The mechanism of garlic powders to produce significant amounts of allicin upon disintegration in the stomach has not been previously demonstrated.  Some garlic capsules are enterically coated in an attempt to open the capsule in the less-acidic intestinal tract, but these capsules may pass all the way through the digestive tract without opening and may not always be reliable.

Since blood levels of allicin cannot be measured, we assessed allicin bioavailability after garlic ingestion using breath analysis of allyl methyl sulfide (AMS), the primary allicin metabolite, employing a special alkaline buffered matrix (Alkemy TM).

We compared the allicin bioavailability of a buffered garlic product (BGz; Garli-Eze®, Scientific Food Solutions, Fairfield, CA) to a non-buffered form (NBG), both delivered in non-enteric coated capsules containing 600 mg of garlic powder.

Two subjects were fed a high protein meal (HP) with water. Fifteen minutes after they began the meal they were given 3 capsules of BGz. The impact of a low protein meal (LP) prior to ingesting BGz or NBG capsules was also evaluated. Breath was collected before capsule consumption and an additional 18 times over the next 32 hours. AMS gas was analyzed and expressed as area under the curve (AUC32 in ng-h/L). The percent allicin bioavailability (%AB) was determined by comparison to the AUC32 for consuming a known amount of allicin from crushed raw garlic. Results are expressed as the mean of the two subjects: AUC32:

  • High protein meal + Garli-Eze Powder (1912)
  • Low protein meal + Garli-Eze Powder (2085)
  • Low protein meal + non-buffered garlic (1162)

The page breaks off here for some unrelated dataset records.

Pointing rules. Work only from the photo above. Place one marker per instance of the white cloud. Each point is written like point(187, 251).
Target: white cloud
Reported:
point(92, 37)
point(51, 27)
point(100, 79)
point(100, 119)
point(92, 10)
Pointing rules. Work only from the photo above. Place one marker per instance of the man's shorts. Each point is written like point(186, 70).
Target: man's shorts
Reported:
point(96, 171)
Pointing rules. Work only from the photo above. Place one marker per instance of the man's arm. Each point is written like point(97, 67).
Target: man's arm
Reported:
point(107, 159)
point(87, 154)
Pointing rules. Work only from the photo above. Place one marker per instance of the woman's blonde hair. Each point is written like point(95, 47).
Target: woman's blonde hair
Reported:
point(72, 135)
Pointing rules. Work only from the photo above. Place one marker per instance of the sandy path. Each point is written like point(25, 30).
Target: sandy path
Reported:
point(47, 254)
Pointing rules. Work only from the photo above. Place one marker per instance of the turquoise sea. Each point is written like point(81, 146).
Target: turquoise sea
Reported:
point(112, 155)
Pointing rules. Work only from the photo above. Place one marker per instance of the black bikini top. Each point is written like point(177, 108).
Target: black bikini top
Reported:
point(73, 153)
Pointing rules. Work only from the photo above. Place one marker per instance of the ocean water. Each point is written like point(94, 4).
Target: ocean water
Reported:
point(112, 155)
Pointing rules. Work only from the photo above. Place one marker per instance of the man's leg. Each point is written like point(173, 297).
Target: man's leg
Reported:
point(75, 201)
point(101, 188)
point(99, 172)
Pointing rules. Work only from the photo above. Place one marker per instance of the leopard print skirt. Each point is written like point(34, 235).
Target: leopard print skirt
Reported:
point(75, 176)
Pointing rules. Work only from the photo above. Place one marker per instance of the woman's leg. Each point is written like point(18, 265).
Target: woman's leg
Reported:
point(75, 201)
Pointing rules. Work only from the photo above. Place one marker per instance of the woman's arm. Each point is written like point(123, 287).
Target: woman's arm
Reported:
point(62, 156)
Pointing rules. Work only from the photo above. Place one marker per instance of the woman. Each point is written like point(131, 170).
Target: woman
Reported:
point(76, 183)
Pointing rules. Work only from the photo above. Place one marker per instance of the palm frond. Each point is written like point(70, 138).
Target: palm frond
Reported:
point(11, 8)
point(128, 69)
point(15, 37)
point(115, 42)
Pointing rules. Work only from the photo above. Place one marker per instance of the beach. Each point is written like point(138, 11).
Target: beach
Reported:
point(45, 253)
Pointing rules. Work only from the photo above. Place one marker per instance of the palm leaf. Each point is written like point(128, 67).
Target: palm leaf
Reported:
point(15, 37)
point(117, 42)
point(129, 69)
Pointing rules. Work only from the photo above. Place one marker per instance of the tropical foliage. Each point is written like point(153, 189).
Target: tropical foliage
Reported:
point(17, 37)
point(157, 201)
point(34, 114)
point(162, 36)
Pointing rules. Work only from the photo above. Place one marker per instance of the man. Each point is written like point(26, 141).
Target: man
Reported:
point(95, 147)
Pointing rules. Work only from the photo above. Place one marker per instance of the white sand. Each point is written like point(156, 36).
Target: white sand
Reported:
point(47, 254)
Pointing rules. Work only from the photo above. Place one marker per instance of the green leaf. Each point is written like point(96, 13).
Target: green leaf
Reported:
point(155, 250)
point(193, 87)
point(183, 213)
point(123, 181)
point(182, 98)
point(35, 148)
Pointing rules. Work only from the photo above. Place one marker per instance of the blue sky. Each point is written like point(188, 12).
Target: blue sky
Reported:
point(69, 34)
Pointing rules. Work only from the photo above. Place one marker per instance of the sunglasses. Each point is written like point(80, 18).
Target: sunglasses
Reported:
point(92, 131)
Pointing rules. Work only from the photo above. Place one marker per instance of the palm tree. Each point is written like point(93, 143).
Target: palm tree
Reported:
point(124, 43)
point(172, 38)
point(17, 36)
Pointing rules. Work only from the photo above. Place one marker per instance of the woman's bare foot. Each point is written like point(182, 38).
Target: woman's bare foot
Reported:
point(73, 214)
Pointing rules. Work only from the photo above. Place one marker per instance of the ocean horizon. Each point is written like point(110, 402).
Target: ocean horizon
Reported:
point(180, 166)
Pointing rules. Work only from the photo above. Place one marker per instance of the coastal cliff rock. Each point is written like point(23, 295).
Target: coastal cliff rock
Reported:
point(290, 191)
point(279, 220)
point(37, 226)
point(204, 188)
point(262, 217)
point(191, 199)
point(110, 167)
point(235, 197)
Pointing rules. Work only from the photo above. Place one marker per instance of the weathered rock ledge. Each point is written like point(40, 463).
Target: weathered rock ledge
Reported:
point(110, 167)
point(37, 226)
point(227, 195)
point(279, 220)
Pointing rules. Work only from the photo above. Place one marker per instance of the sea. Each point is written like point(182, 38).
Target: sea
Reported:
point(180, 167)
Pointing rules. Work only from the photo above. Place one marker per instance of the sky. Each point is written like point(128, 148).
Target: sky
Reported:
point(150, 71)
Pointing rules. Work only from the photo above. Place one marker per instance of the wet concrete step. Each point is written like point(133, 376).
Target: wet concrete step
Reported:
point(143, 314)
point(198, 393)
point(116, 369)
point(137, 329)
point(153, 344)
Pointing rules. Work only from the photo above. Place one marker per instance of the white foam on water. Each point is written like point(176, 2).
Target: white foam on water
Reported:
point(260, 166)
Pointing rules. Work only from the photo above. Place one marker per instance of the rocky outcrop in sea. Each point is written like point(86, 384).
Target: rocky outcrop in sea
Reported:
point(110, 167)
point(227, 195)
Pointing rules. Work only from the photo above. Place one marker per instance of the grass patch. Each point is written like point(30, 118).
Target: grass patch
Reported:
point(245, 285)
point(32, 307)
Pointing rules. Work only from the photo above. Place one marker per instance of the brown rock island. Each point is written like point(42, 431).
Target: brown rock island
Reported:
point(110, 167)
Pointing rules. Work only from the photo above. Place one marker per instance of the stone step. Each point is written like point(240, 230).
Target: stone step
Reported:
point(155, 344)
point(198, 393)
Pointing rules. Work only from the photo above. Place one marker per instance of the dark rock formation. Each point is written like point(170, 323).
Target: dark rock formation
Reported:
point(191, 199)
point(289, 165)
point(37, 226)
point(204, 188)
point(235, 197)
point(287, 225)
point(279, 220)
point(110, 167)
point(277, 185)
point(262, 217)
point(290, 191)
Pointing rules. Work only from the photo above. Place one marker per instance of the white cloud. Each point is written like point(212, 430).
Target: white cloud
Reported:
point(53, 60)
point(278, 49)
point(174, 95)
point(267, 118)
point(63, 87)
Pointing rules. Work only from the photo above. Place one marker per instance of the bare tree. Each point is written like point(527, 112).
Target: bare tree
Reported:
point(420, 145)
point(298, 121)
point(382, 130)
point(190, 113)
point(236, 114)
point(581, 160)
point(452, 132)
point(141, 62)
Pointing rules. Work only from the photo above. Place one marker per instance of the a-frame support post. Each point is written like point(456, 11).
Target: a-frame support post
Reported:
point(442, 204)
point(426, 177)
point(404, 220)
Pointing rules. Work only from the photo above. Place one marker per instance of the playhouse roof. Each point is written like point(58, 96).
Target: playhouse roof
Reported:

Percent (%) allicin bioavailability:

  • High-protein meal + Garli-Eze = (85%)
  • Low-protein meal + Garli-Eze = (93%)
  • Low-protein meal + non-buffered garlic = (51%).

These data suggest that a buffered matrix augments the delivery and/or bioavailability of allicin, which also appears to operate independent of the buffering load of a protein-rich meal.

Unlike common garlic powders, Garli-Eze TM garlic powder is derived from high-allicin (rich in alliin) garlic that is produced by a special growing process called mira-stemming.